Amari, Shun-ichi. (1977). Dynamic of pattern formation in lateral-inhibition type neural fields. Biological cybernetics. 27. 77-87. 10.1007/BF00337259.

Bressloff, Paul. (2011). Spatiotemporal dynamics of continuum neural fields. Journal of Physics A: Mathematical and Theoretical. 45. 033001. 10.1088/1751-8113/45/3/033001.

Hutt, Axel & Rougier, Nicolas. (2013). Numerical Simulation Scheme of One- and Two Dimensional Neural Fields Involving Space-Dependent Delays. 10.1007/978-3-642-54593-1_6.

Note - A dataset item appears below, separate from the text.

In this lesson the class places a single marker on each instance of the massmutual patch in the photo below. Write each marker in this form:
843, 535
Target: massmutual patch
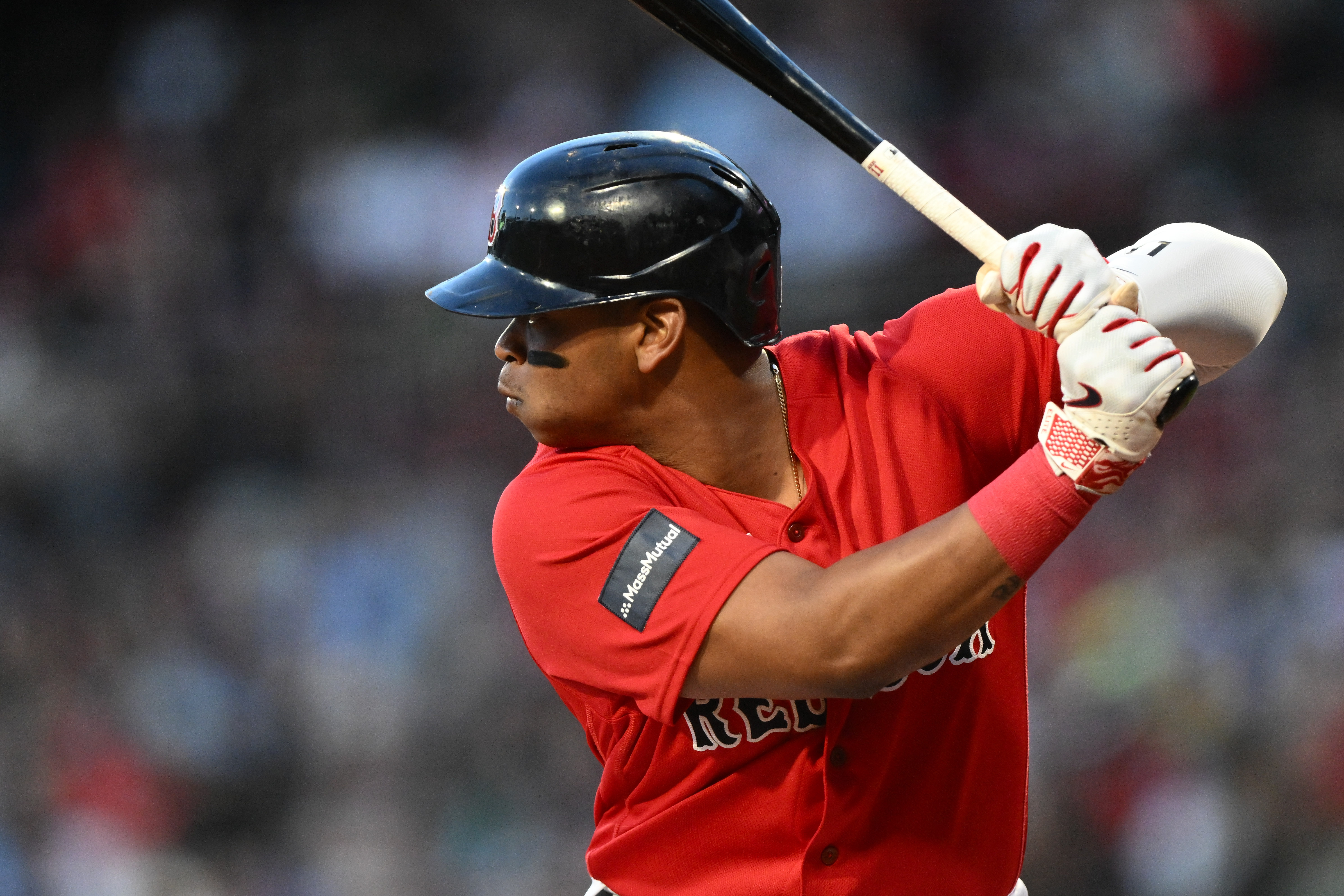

Laing, Carlo & Troy, William & Gutkin, Boris & Ermentrout, Bard. (2002). Multiple Bumps in a Neuronal Model of Working Memory. SIAM Journal on Applied Mathematics. 63. 10.1137/S0036139901389495.

Kuehn, Christian & Riedler, Martin. (2014). Large Deviations for Nonlocal Stochastic Neural Fields. Journal of mathematical neuroscience. 4. 1. 10.1186/2190-8567-4-1.

Kulikov, Gennady & Kulikova, Maria & Lima, Pedro. (2019). Numerical Simulation of Neural Fields with Finite Transmission Speed and Random Disturbance. 644-649. 10.1109/ICSTCC.2019.8885972.

Kulikova, Maria & Kulikov, Gennady & Lima, Pedro. (2019). Effective Numerical Solution to Two-Dimensional Stochastic Neural Field Equations. 650-655. 10.1109/ICSTCC.2019.8885614.

Sequeira, Tiago (2021). Numerical Simulations of One- and Two-dimensional Stochastic Neural Field Equations with Delay - MSc in Industrial Mathematics dissertation.